The Diyarbakır 4th High Criminal Court has accepted an indictment of 21 people, the vast majority of whom are Kurdish journalists who have been in pre-trial detention since June 2022.
They face up to 15 years in prison if found guilty under Turkey’s anti-terrorism laws, the CPJ said.
“Turkish authorities must immediately release the journalists and the media worker who have been behind bars since June 2022 and stop charging members of the press reporting on Turkey’s Kurdish issue under the country’s terrorism laws,” said CPJ Program Director Carlos Martinez de la Serna in New York. “Turkey has long been one of the world leading jailers of journalists and this latest crackdown shows authorities’ fear of any semblance of independent reporting.”

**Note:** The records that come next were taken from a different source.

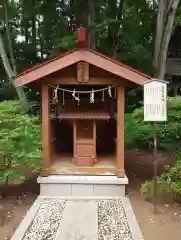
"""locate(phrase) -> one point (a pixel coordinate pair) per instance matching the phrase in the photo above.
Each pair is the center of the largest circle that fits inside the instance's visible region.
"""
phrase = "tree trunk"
(166, 39)
(165, 20)
(90, 22)
(11, 74)
(8, 32)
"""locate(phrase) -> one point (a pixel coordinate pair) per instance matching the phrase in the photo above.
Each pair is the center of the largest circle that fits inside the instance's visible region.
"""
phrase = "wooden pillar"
(75, 140)
(94, 139)
(46, 131)
(120, 132)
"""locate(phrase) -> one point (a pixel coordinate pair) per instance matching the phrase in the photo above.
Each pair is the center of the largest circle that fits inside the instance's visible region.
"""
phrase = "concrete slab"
(63, 185)
(26, 222)
(79, 222)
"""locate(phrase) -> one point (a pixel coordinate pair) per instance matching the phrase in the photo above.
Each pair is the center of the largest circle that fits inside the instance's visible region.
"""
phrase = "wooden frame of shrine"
(83, 87)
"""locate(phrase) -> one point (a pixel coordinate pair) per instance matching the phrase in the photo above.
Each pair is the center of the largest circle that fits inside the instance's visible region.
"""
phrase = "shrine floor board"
(64, 165)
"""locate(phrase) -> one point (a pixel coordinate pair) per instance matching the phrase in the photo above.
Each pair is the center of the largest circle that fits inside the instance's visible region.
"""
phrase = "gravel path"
(46, 221)
(112, 222)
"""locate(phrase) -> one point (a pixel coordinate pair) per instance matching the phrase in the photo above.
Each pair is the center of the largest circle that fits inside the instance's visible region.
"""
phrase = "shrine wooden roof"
(81, 53)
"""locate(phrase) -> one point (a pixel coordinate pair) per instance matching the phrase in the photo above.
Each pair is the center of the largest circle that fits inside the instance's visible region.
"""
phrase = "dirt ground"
(165, 225)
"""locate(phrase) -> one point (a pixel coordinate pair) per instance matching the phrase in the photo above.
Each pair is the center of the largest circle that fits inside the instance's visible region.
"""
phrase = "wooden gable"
(78, 56)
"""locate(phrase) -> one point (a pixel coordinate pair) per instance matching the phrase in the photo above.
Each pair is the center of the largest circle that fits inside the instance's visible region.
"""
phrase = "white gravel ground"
(112, 222)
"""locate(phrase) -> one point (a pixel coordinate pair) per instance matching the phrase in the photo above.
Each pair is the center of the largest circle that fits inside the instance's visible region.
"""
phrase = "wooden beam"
(82, 72)
(46, 133)
(120, 131)
(73, 81)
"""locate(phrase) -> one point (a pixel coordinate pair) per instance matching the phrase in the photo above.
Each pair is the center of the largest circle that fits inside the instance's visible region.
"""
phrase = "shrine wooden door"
(85, 146)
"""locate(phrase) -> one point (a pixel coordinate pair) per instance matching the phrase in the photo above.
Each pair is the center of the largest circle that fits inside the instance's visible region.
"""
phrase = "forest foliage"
(39, 29)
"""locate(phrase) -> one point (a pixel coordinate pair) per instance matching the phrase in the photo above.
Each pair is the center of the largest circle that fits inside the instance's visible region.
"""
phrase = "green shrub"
(169, 138)
(20, 142)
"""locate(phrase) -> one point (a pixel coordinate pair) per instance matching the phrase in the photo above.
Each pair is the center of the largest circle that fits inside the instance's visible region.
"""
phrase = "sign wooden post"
(155, 110)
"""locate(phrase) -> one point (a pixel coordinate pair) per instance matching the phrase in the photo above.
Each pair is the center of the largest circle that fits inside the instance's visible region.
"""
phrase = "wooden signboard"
(82, 72)
(155, 101)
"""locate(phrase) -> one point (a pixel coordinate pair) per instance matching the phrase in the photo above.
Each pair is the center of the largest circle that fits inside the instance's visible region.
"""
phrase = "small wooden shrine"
(82, 110)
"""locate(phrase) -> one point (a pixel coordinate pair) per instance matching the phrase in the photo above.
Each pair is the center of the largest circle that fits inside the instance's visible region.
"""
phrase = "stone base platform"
(82, 186)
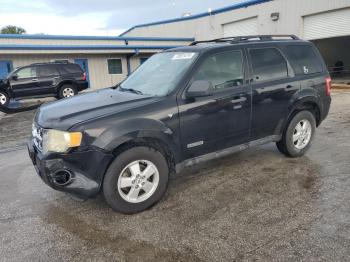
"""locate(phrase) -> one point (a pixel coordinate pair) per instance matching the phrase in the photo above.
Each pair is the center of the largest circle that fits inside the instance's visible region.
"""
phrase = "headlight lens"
(60, 141)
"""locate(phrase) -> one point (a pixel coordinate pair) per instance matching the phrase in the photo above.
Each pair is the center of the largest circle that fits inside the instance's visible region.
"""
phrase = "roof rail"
(236, 39)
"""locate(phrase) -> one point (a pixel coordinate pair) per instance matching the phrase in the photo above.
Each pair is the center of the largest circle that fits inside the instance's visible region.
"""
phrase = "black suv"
(42, 80)
(181, 107)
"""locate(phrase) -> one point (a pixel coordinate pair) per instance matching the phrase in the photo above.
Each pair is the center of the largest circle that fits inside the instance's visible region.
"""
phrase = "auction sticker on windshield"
(183, 56)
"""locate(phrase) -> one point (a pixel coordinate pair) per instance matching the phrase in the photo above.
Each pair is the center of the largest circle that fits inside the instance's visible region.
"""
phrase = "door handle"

The first hearing will be held on July 11, more than a year after they were jailed on terrorism-related charges.
Fifteen of the detainees, including Serdar Altan, co-chair of the Dicle Fırat Journalists Association (DFG); Mezopotamya news agency (MA) Editor-in-Chief Aziz Oruç; JinNews News Director Safiye Alagaş; and the Xwebün weekly News Editor Mehmet Ali Ertaş were arrested by a court on June 16, 2022.
The Kurdish journalists, who had been detained as part of an operation overseen by the Diyarbakır Chief Public Prosecutor’s Office, were arrested on charges of membership in a terrorist organization, a charge included in the indictment.
Kurdish journalists in Turkey frequently face legal harassment, stand trial and are given jail sentences for covering issues related to Kurds and the outlawed Kurdistan Workers’ Party (PKK), which has been waging a bloody campaign in Turkey’s southeast since 1984.
Rights groups routinely accuse Turkey of undermining media freedom by arresting journalists and shutting down critical media outlets, especially since President Recep Tayyip Erdoğan survived a failed coup in July 2016.
Turkey, which is one of the top jailers of journalists in the world, was ranked 149th among 180 countries in the Reporters Without Borders (RSF) 2022 World Press Freedom Index, released in May.